Fort heureusement, le président ukrainien Volodymyr Zelensk n’a pas emboîté le pas à Washington. Il a demandé à rencontrer son homologue chinois Xi Jinping pour discuter avec lui du plan chinois. Jeudi dernier, le ministre ukrainien des affaires étrangères, Dmytro Kuleba, s’est entretenu au téléphone avec Qin Gang. Selon le communiqué officiel chinois, Kuleba « a félicité la Chine pour son succès récent dans la médiation du rapprochement entre l’Arabie saoudite et l’Iran, et a noté que l’Ukraine agit sur le long terme dans ses relations avec la Chine, qu’elle continuera à se conformer strictement au principe de la Chine unique et à respecter l’intégrité territoriale de la Chine, et qu’elle entend renforcer la confiance mutuelle et approfondir la coopération avec la Chine dans divers domaines ».
Ceci éclaire d’une façon particulière la visite que le président chinois Xi Jinping doit effectuer lundi à Moscou.
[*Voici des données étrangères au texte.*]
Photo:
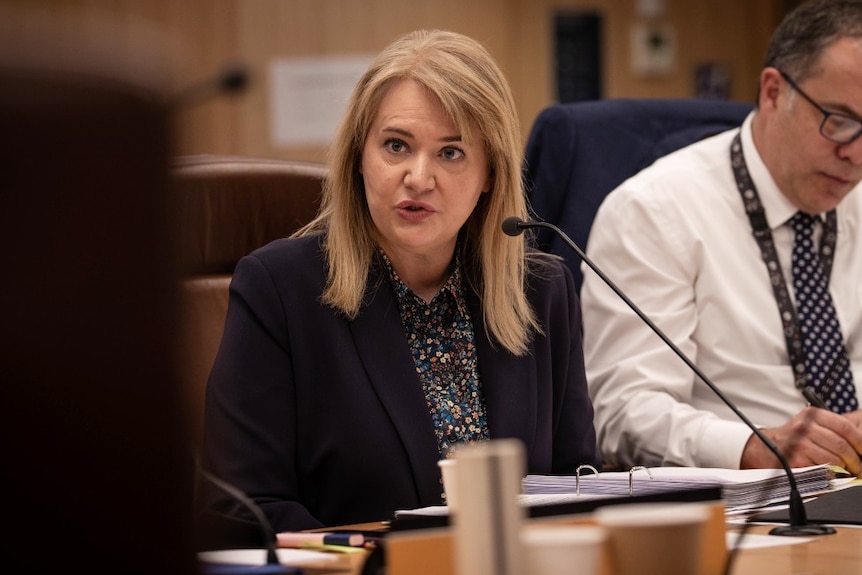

Plutôt que d’être un geste de soutien à l’agression russe comme interprété par certains, il est plus probable que ce soit, dans la foulée du succès de Pékin dans le rétablissement des relations diplomatiques entre Riyad et Téhéran, un nouveau pas, beaucoup plus important, dans la projection du rôle de la Chine sur la scène mondiale comme faiseuse de paix en contraste avec le rôle des États-Unis.
l’original anglais publié ici :
https://www.thenation.com/article/world/china-ukraine-settlement/
Un message, un commentaire ?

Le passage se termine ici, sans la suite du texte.